La marche sur Rome (La marcia su Roma) est réalisé par Dino Risi entre Une vie difficile et Le fanfaron. Moins abouti que les deux oeuvres qui l'encadrent, le film prouve au moins, une nouvelle fois, à quel point les cinéastes italiens de l'époque étaient gonflés dans leurs choix de sujets. On suit ici les pérégrinations de Domenico Rocchetti et d'Umberto Gavazza, anciens combattants qui, peu après la première guerre mondiale, se joignent au mouvement fasciste. Ils prennent part à la célèbre marche sur Rome d'Octobre 1922, dont le but était de faire pression sur le Roi d'Italie afin qu'il fasse appel à Mussolini pour former un gouvernement.

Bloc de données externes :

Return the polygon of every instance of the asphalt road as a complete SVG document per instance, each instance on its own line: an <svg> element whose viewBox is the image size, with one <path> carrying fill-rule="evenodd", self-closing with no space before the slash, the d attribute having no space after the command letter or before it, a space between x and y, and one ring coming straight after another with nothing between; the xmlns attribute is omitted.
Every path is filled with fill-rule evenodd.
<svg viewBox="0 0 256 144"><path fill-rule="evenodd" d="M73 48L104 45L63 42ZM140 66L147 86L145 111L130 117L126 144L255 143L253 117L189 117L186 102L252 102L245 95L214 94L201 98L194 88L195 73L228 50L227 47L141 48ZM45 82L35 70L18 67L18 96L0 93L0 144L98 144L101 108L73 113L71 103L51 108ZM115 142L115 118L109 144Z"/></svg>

Cette marche, organisée en réaction à une défaite électorale, est d'abord traitée dans la franche rigolade. Risi (et ses nombreux scénaristes, parmi lesquels Scola, Age et Scarpelli) fait de ces fascistes des clowns. Si l'optique peut toujours se discuter, il faut souligner cependant que le comique traduit aussi une justesse de réflexion et d'analyse des auteurs quant aux mécanismes d'enrôlement, à la nostalgie de la guerre qu'éprouve les soldats rendus à la vie civile et à la rancoeur des paysans sans terre. Les gags ne sont pas toujours d'une extrême finesse mais le duo Gassman-Tognazzi, réuni pour la première fois, est déjà efficace.

Umberto (Tognazzi), plus lucide que Domenico, raye une à une les lignes du programme fasciste au fur et à mesure que les promesses lui semblent bafouées au cours de leur périple. Par moments, la vision se noircit. Le rire se coince quand arrivent quelques plans rendant compte de l'avancée vers Rome : on voit les fascistes se regroupant et convergeant de plus en plus nombreux. Une fois mise à jour la faiblesse du gouvernement en place qui les laisse passer, les défilés-démonstrations de force dans la capitale sont tirés de documents d'archives. Risi termine alors son film sur une idée dévastatrice. Sur d'authentiques images du Roi et d'un amiral conversant sur un balcon, il plaque ce dialogue : "- Que pensez-vous de ces fascistes ? - Ce sont des gens sérieux, nous pouvons leur laisser un peu de pouvoir - Oui, essayons pendant quelques mois."